Using tree testing to validate your information architecture
Developing a site structure is one of the most difficult and important parts of creating information architecture. And the larger the site, the harder it gets.
10 October 2016
How content is organised and how it’s labelled it can make a big difference to a site’s overall usability, so it’s important to get feedback from users as early as possible.
Tree testing tells you how easily people can find information on your website, as well as highlighting where they have trouble. By showing users your menu structure in its most basic form you can quickly and simply test whether it works for them before going too far down a particular route.
You’re not asking people to find particular pieces of content (as it probably doesn’t exist at this point), but instead you’re asking them to indicate where they may look.
Tree testing is great at answering questions like:
- Do the labels make sense?
- Is content grouped logically?
- Can people find content quickly and easily? If not, why not?
What do you want to know?
The clearer you can be about what exactly you want to find out, the more successful the test will be.
Are you looking to test a radical new restructure, or are you wanting to improve just one section? Do you want to test specific journeys for your audiences?
Who will you be asking?
To run a test, you need people to participate - ideally ones who form your sites audiences as they will be the ones using it. The more people you survey, the lower the margin of error , but you can still get fairly meaningful results with smaller numbers.
Face to face or online?
It’s possible to run tree tests manually, face to face, or online with a web-based tool.
Face to face. Doing it this way will probably end up with better results as you’ll have the opportunity to explore with users why they chose a particular option and get a greater understanding of their thought processes. Be prepared to use a lot of index cards.
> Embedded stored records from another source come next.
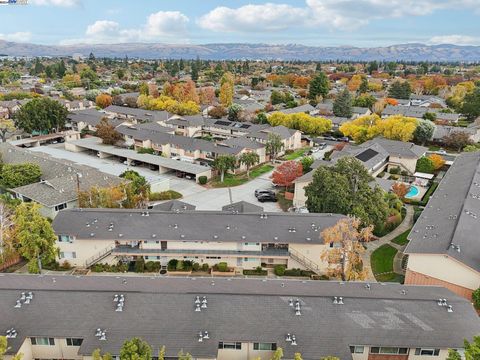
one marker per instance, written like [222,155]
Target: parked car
[259,192]
[267,197]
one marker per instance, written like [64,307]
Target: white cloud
[21,36]
[62,3]
[252,18]
[454,39]
[336,14]
[160,26]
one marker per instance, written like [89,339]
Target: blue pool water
[412,192]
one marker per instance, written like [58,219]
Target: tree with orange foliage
[103,100]
[354,83]
[437,160]
[400,189]
[207,95]
[301,82]
[286,173]
[391,101]
[345,257]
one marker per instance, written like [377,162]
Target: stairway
[99,256]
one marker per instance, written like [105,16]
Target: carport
[164,164]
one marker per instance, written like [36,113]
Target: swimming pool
[412,192]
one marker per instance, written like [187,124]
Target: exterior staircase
[102,254]
[301,259]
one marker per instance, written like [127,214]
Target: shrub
[152,266]
[222,267]
[164,195]
[476,298]
[140,265]
[146,151]
[425,165]
[172,265]
[395,170]
[257,271]
[279,270]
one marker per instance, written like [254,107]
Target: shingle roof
[242,207]
[174,205]
[60,181]
[161,311]
[452,215]
[139,114]
[193,226]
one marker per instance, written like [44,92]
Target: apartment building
[242,240]
[68,317]
[60,180]
[444,246]
[376,155]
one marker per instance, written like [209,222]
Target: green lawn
[235,180]
[402,238]
[296,154]
[382,260]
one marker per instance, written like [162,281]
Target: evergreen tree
[319,86]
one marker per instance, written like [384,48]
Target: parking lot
[203,198]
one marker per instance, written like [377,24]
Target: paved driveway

However running the tests and compiling the results will take time, limiting the number you’ll be able to do and potentially negating the benefits of being able to get feedback quickly.
Online. Through a service like Treejack, you’ll be able to set up and run a test very quickly. They’ll even recruit testers for you if necessary, and the tools to analyse the results are pretty good.
The downsides are that you’re limited to the information users give you, and there’s little opportunity to get the deeper understanding that a face-to-face test might.
Setting up the test
Create your tree
The tree is a text-only version of your website structure. It doesn’t mater if it’s still in draft. You can create and test multiple versions, or if you’re not sure where something is going to go yet, you can put it in a number of places and see which one people find most.
Your tree should look something like this:
- About us
- Our mission
- Our vision
- Our team
- Our board
- Our staff
- What we do
- Service 1
- Service 2
- Solution 1
- Solution 2
- News and events
There’s no limit to the number of items you can add, but if your hierarchy is really large it may be a good idea to split it into a number of smaller tests to make it more manageable.
Creating the tasks
Next, put together 8-10 tasks you wish people to complete. This can include finding important pages, or completing a particular user journey. You’ll need to choose at least one correct destination for each.
Think of them as hypothetical scenarios. You’re looking to follow the sort of thought processes a site visitor may have. So instead of ‘Find the events listing’, it should be ‘Your colleague has told you about an upcoming event and you want to find out more.’
Be careful not to give away the answer in your question. Use different wording in the question as to what’s in the tree so you can be fairly confident that people have understood and are not simply matching phrases.